Performing a root cause analysis
This is part 3 in my Data Reliability series. You can read the rest of the series on my website.
On Monday we described our data reliability problem. Yesterday we made that visible and collected some data about it. Today we’re going to understand exactly what is causing this problem.
To do that, we are going to perform a root cause analysis.
A root cause analysis is a process for identifying the fundamental cause(s) of a problem. It is used in many industries for many different types of problems, and is equally useful in helping us identify the cause(s) of our data reliability problem.
There are a few techniques we can use for a root cause analysis, including the 5 whys, and the one I’m going to use is called a fishbone diagram.
The way it works is:
- You put the problem statement at the head of the fish
- From the backbone you add a bone for each major category of causes
- For each category, brainstorm potential causes that could contribute to the problem, and add them as bones from the category line
For example, you’ll likely find that one of your most common root causes for data incidents is an upstream breaking schema change, where some data you relied on had it’s schema changed in an incompatible way (for example, removing a field you depended on) that broke your data application.

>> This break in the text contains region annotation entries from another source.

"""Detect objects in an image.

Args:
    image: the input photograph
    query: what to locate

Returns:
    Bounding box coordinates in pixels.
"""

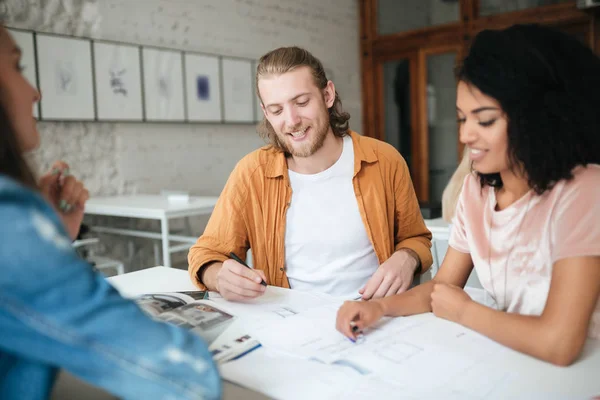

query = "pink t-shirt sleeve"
[551,165,600,263]
[448,174,477,253]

If we use a fishbone diagram to do a root cause analysis on that we will get something that looks like this:
(If you want the fish-like version, click here.)
Don’t just use mine though!
Perform this analysis yourself, based on the root causes you’ve seen from your data incidents.
Get people outside of your team involved too. The stakeholders, the data consumers, and the data producers. All those people who you’ve been adding to your incident channels.
Not only does that help continue to build those relationships, they will undoubtably have great input, while also learning more about what you see from your point of view.
It’s likely when you’re done you will have something similar to what I have, as while our data is different, our problems are often the same. But the process itself is still important.
With this deep understanding of the problem and it’s root causes, we can now start thinking about solutions. More on that tomorrow.